Abstract

Electrophysiological mechanisms which underlie the ectopic ventricular beats occurring 1 day after occlusion of the anterior descending coronary artery of dogs were explored. In intact dogs, bipolar electrograms were recorded in the infarcted and normal zones. Both Purkinje and ordinary myocardial potentials were recorded from the endocardial surface of the normal zone, but only Purkinje potentials were recorded from the infarcted zone. The Purkinje potentials in the infarcted zone were diminished in amplitude and rapidity. The threshold for endocardial pacing was higher in the infarcted zone than it was in the normal zone. The refractory periods of Purkinje cells were longer in the infarcted zone than they were in the normal zone. Excised specimens of endocardial surface containing the infarcted zone were superfused with Tyrode's solution. No ordinary myocardial cells were electrically active at the endocardial surface of the infarcted zone. Purkinje cells showed diminished resting and action potentials, reduced upstroke velocity, enhanced automaticity and phase 4 depolarization, and long action potentials with prolonged phase 3. Excitability was depressed within the infarcted zone.

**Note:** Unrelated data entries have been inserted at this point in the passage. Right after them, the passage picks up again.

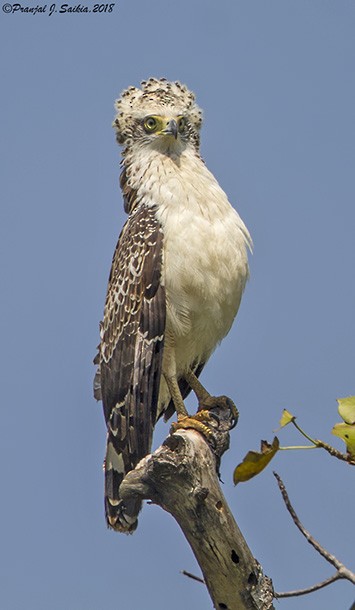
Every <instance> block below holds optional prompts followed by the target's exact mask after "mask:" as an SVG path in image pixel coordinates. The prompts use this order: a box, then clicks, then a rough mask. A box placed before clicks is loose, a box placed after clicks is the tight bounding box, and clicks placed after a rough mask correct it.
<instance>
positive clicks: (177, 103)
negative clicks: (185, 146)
mask: <svg viewBox="0 0 355 610" xmlns="http://www.w3.org/2000/svg"><path fill="white" fill-rule="evenodd" d="M115 107H116V110H117V115H116V117H115V120H114V123H113V126H114V128H115V129H116V135H117V141H118V143H119V144H123V145H125V146H130V144H132V143H133V141H134V138H135V135H136V133H137V130H136V127H137V125H139V123H140V122H141V121H142V119H143V118H144V117H146V116H147V115H149V114H165V115H167V114H169V113H171V114H172V115H183V116H184V117H185V118H186V119H187V121H188V123H189V127H190V130H189V131H190V134H189V135H190V139H191V140H192V143H193V144H194V146H195V148H198V146H199V131H200V128H201V124H202V111H201V110H200V108H199V107H198V106H197V104H196V102H195V95H194V93H192V91H189V90H188V89H187V87H186V86H185V85H182V84H181V83H179V82H178V81H175V82H169V81H167V80H166V78H160V79H157V78H150V79H149V80H147V81H142V82H141V88H140V89H139V88H137V87H129V88H128V89H126V90H125V91H123V92H122V94H121V97H120V99H118V100H117V101H116V103H115Z"/></svg>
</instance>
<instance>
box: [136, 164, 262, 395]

During superfusion, even with Tyrode's solution poor in oxygen and free of dextrose, Purkinje cells recovered toward normal with respect to amplitude of resting and action potentials, upstroke velocity, automaticity, and excitability. The prolonged action potentials persisted. Repetitive firing was easily elicited within the infarcted zone. Various types of pacemaker activity were detected within the infarcted zone. Thus Purkinje cells in the infarcted zone showed distinctive alterations in electrophysiological properties which were probably related to deleterious factors that accumulated in that zone. It is likely that the arrhythmia which occurred in the intact dogs at this time originated within the altered Purkinje cells of the infarcted zone.